# Shelter Challenge Countdeown



## Starsmom (Jan 31, 2009)

*Just 1 hour 31 Minutes to go!!*

*THANK YOU FOR ALL THE VOTES!*


----------



## michellerobison (Dec 17, 2009)

Voting!


----------



## michellerobison (Dec 17, 2009)

rylee is on mommy's lap helping me vote...kinda


----------



## mysugarbears (Aug 13, 2007)

voting, like Michelle deleting cookies and voting again


----------



## michellerobison (Dec 17, 2009)

Keep going!


----------



## Starsmom (Jan 31, 2009)

*1 hour 16 minutes!!!!!!!!!!*​*ENDS AT 11:59 PST*​


----------



## Starsmom (Jan 31, 2009)

*95 on the board now - are you voting? 1 hour & 13 minutes to go - *

*come on lurkers do something for the fluffs! VOTE*


----------



## Starsmom (Jan 31, 2009)

*1 LAST HOUR and counting down...*


----------



## michellerobison (Dec 17, 2009)

frenzied voting fueled by fortune cookies and rasberry tea!
Hugs!


----------



## Starsmom (Jan 31, 2009)

_*40 minutes - are we goning to do it for edie's gang??? *_
*I just sent a newbie a PM asking him to vote - he's probably wonder what has hit him! LOL*


----------



## michellerobison (Dec 17, 2009)

40 minutes to go ,I didn't know if i could hold out that long,got 3 computers voting!


----------



## mysugarbears (Aug 13, 2007)

still going


----------



## michellerobison (Dec 17, 2009)

Only 36 minutes left! Thanks everyone!


----------



## allheart (Oct 3, 2008)

Still going too!!!!!


----------



## Sandcastles (Jul 7, 2010)

Alexandria 's husband here, I'm still able to place my votes.


----------



## michellerobison (Dec 17, 2009)

YEah Richard!!!!!


----------



## Starsmom (Jan 31, 2009)

TICK, TICK, TICK 

20 MINUTES LEFT


----------



## Starsmom (Jan 31, 2009)

9 minutes


----------



## Starsmom (Jan 31, 2009)

*9 minutes!*


----------



## Starsmom (Jan 31, 2009)

*8 minutes!!!*


----------



## Starsmom (Jan 31, 2009)

*it's over!! ....NOT IT'S NOT! I CANNOT COUNT! *


----------



## michellerobison (Dec 17, 2009)

Keep going 9 minutes


----------



## Sandcastles (Jul 7, 2010)

For the Lucy's in the world, I'd move oceans.


----------



## Starsmom (Jan 31, 2009)

*3 minutes!*


----------



## Starsmom (Jan 31, 2009)

*1 minute to go!*

*get you last votes in now!*


----------



## Starsmom (Jan 31, 2009)

*now it's over for real!*


----------



## mysugarbears (Aug 13, 2007)

great job everyone!!!!! :aktion033::aktion033::aktion033:


----------



## michellerobison (Dec 17, 2009)

Mazel tov everyone! We did all we could do. If you still have any feeling in your hands or fingers...give yourselves a pat on the back..


----------



## Sandcastles (Jul 7, 2010)

Goodnight ladies.


----------



## michellerobison (Dec 17, 2009)

Tell Richard Thanks!


----------



## Starsmom (Jan 31, 2009)

sandcastles said:


> alexandria 's husband here, i'm still able to place my votes.
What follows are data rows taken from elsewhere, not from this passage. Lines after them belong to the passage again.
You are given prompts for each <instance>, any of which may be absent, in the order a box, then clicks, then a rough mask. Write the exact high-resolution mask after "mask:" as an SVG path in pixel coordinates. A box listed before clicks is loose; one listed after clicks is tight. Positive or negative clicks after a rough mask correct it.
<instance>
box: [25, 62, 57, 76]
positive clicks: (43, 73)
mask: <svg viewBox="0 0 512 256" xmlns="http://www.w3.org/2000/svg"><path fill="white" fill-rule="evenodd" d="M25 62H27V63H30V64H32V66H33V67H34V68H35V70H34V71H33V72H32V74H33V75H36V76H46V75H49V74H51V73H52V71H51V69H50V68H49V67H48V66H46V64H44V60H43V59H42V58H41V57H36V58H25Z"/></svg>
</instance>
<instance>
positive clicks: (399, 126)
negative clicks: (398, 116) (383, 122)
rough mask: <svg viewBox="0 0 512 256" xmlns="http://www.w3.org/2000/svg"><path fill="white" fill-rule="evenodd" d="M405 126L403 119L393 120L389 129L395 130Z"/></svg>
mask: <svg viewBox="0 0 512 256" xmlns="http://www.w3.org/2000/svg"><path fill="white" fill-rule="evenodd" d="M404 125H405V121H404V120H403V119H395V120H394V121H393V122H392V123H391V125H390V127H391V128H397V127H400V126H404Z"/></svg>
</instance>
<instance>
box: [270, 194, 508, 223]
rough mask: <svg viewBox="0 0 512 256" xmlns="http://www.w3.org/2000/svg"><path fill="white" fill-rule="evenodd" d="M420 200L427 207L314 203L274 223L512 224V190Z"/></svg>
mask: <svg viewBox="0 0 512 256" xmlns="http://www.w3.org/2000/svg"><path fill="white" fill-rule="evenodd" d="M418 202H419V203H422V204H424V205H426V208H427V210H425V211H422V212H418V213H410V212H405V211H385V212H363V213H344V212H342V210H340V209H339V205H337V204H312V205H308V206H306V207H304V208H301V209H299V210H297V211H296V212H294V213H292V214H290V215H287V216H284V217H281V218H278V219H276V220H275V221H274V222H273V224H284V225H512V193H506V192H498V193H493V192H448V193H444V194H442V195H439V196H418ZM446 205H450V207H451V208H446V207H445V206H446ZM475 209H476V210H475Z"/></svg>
thank you richard for filling in and voting!


----------



## Sandcastles (Jul 7, 2010)

OK then, we're finished. Mazel Tov, Michelle.


----------



## michellerobison (Dec 17, 2009)

Mazel tov everyone!


----------



## allheart (Oct 3, 2008)

Couldn't get that last vote in!!!! By the time I refreshed, it was 3:01 and the challenge was complete 

Saying prayers and crossing fingers, that dark winner prize come through.


----------



## michellerobison (Dec 17, 2009)

Nite! Hugs!


----------



## mysugarbears (Aug 13, 2007)

allheart said:


> Couldn't get that last vote in!!!! By the time I refreshed, it was 3:01 and the challenge was complete
> 
> Saying prayers and crossing fingers, that dark winner prize come through.


 

You kept voting that's what counts!!!

Keeping my fingers crossed and saying a prayer or two that we got the dark horse prize. When will we find out?


----------



## Sandcastles (Jul 7, 2010)

Just taking a look at my little girl over there in her bed. I have never known a dog like Lucy. She is very smart.

Goodnight folks.


----------



## mysugarbears (Aug 13, 2007)

michellerobison said:


> Nite! Hugs!


 
Nite Everyone and hugs.


----------